Rick knew the girl’s name. It was Penny … Something. He’d seen her around town during the summer. A couple of times, he’d passed by the Yellow House, and he’d seen her staring out the window into space. She was weird. She had a weird sort of creepy vibe.   She looked like she was looking behind you instead of at you. It was like she was mentally cross-eyed or something. It was just … yeah, weird. Everything about Penny was weird, in one way or another. That’s why he’d never really talked to her or anything. He stayed out of weird people’s way. He didn’t need those kinds of extra problems. He had enough problems of his own; he didn’t need to know Penny What’s-Her-Name’s weird problems, too.

“Penny?” Grandma Hilda said, looking over toward the girl. She sounded genuinely surprised to see her there.

Rick was sort of weirded-out that his Grandma seemed to somehow know who Penny was, too.

Weirder still, Penny seemed to know his Grandma: “Oh, hi, Ms. Leek!” Penny said to her, all familiar. Rick had to admit to himself that Penny didn’t seem quite as creepy when she was talking like an actual person, instead of just staring out her window. He wondered if she was a customer at Pawn & Ponderer, or something like that. But, Rick still felt like Penny was still someone who should be avoided. She was still kind of creepy; she had this weird way of staring, like her eyes were stuck wide-open, which was what she was doing as she just looked at Rick’s Grandma. But then, Penny seemed to realize what she was doing, and she suddenly looked really embarrassed. “I mean, hi,” she said, fidgeting in place a little. The way Penny was acting made Rick think about times he’d run into people from school outside of school. It was always kind of uncomfortable and strange. Rick imagined himself reluctantly saying ‘hi’ to the school librarian, if Rick ever had the misfortune of running into the guy outside the library. Yeah, the way Penny was acting matched up with what Rick imagined for himself in that situation.  Then Penny asked Grandma Hilda “Are you here … because of the fire?” Then, Penny shut her eyes and coughed out a choked-back sob. She looked down. “They’re dead, aren’t they?”

Everyone in the hallway — including the cops — went silent for an uncomfortable moment.  Buzzcut Lady Cop hung her head a little, and Otis the Cop reached up and put his right hand against the little patch of hair he had toward the back of his head, leaning hard on one leg like he suddenly needed the support.

Grandma Hilda broke the silence: “Oh, honey,” she said.  Then, she was rushing over and hugging Penny, who clearly had no trouble accepting the hug. Grandma Hilda’s hands were shaking a little as she hugged Penny tight.

The cops didn’t get in the way of the hug, but Buzzcut Lady Copy walked over toward Grandma Hilda. Then, she took hold of Penny and guided her away from Grandma Hilda. She looked over toward Otis. “This is Penny Greenlee,” said Buzzcut Lady Cop. “She called in the fire, too.  She was alone at her house. We’ve called the parents. They were headed out to Drum Lake. They’re on their way back to Drodden now, and … uh  … ”
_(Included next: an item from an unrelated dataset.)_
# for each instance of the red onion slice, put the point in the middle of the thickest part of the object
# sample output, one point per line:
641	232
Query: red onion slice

After that, Buzzcut Lady Cop’s voice trailed off into more silence — but, from his vantage, Rick noticed something else … something that went on between them, like two friends talking without really saying anything. It was a thing, Rick Knew. He did it with his Grandma all the time. You could look at someone you knew really well and say things back and forth without having to use words. It wasn’t like real words in your head, like in stupid movies. It was just a thing; it was about knowing the other person and how they were feeling from your history with them. That was what was going on between Otis and Buzzcut Lady Cop, and you could tell just by looking between the two cops’ faces. And, something about the way they were looking at each other told Rick there was way more to Penny being there than what had just been said. And, Rick was sure that it was something as weird as Penny was.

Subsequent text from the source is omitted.